Rifleman were monitored for 34 consecutive days from the day of the first release to assess survival and dispersal during the 1-month establishment phase. One month after release a full survey of Ulva was conducted using playback of recorded contact and alarm calls to detect all surviving rifleman. On days with no wind or rain rifleman calls could be heard up to 50 m from the speaker. Full surveys of Ulva were repeated during the first (2003/2004) and second (2004/2005) breeding seasons.

Population Viability Analysis

We developed a simple deterministic matrix model for rifleman to estimate the annual population growth rate, lambda (λ). Environmental and genetic stochasticity, catastrophes and density dependence were not modeled because of the uncertainty of these parameters for rifleman. A three-stage model following a post-breeding census format (Fig. 2) was created in the software Microsoft Excel using the PopTools add-on (Hood, Reference Hood2005). Because assessment of egg survival to hatching, fledging, and overwintering could not be separated between surveys, the survival of juveniles (stage 1) was estimated as combined survival from egg laying to the beginning of their first breeding season. Rifleman breed at the end of their first year (Sherley, Reference Sherley1985). Stage 2 represented early adults from the beginning of their first to the beginning of their second breeding season. Stage 3 included all adults from the beginning of their second breeding season and older.

Fig. 2 (a) Post-breeding life-cycle diagram and (b) three-stage Leslie Matrix model developed for the reintroduced rifleman population on Ulva Island, New Zealand. Stages are the same as those defined in the text. F, s and p represent stage-specific fecundity, survival probability and proportion breeding, respectively.

Stage-specific survival and reproductive rates (Fig. 2) were estimated from field data collected on Ulva and from studies conducted at Kowhai Bush, near Kaikoura, South Island (Sherley, Reference Sherley1993). Stage-specific fertility was based on the average number of female chicks produced per female per year, survival from the previous stage, and proportion of rifleman breeding. A sex ratio of 1:1 was assumed for chicks (Sherley, Reference Sherley1993). Each female breeder was assumed to have 1.5 female chicks per year, based on observations from the 2003/2004 breeding season on Ulva. Only 75% of rifleman breed in their first year (Sherley, Reference Sherley1993) and therefore this proportion of breeding early-adults (stage 2) was assumed. As not all founders had confirmed mates in the 2003/2004 breeding season, the proportion of breeding adults (stage 3) was 95%.

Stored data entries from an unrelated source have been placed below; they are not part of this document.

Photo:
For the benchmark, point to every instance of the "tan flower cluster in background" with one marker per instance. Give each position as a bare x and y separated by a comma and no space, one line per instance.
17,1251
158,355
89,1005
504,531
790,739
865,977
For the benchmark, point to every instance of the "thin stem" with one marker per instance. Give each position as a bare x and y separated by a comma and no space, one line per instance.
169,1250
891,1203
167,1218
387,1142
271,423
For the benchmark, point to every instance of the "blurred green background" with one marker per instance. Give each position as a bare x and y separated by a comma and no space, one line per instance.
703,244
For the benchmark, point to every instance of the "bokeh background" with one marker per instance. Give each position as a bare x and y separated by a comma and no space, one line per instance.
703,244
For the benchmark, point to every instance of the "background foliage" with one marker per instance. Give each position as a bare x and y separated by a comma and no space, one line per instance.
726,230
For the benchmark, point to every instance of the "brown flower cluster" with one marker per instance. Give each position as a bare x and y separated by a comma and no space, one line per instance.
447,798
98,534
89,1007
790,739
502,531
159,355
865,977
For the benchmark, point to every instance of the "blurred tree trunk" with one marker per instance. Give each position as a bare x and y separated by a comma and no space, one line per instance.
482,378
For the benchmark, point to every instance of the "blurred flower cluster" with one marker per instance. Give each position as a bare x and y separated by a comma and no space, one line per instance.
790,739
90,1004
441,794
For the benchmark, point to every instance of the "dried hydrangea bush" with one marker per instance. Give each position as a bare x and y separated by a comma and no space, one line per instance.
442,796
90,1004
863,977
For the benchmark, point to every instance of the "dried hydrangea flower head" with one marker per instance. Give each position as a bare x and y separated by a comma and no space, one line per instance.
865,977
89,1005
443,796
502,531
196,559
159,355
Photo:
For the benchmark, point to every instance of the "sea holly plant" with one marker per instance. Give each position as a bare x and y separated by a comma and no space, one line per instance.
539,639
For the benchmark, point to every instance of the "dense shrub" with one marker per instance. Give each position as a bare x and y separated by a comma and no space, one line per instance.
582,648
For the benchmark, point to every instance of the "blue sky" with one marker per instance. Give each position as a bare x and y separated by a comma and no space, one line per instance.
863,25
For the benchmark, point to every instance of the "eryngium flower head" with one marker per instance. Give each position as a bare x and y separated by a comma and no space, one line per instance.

Survival rates were estimated from the survivorship of juveniles and adults from the 2003/2004 to 2004/2005 breeding seasons. Four unidentified rifleman were allocated equally to juvenile and adult groups for calculation of survival rates. As longevity was unknown for rifleman on a predator-free offshore island, a maximum age of survival was not defined. Sensitivity and elasticity analyses were undertaken for the matrix model; these are perturbation measures in matrix modeling that determine the impact of individual population parameters on population growth rates (for descriptions see Morris & Doak, Reference Morris and Doak2002).

Results

Pre-release activities

A total of 58 rifleman were captured on Codfish Island, from 29 different territories. Only 30 (52%) survived to be released on Ulva (Table 1); 14 died within the aviaries, accounting for the majority of mortality. The glucose-enriched water and Hartmanns solution treatments administered to birds exhibiting stress within the aviaries were ineffective. Six rifleman due to be released on the day of capture died in transfer boxes. Deaths occurred when birds were confined in transfer boxes for long periods of time (i.e. 6-8 hours), or when transfer boxes were in close proximity and birds attempted to attack each other. Six rifleman died during transfer from Codfish to Ulva Island. The sex ratio of the 32 released birds was 1:1, with two known juvenile and 30 adult birds from 20 different family groups. However, two birds were found dead at the release site a few hours later; their deaths are attributed to the transfer.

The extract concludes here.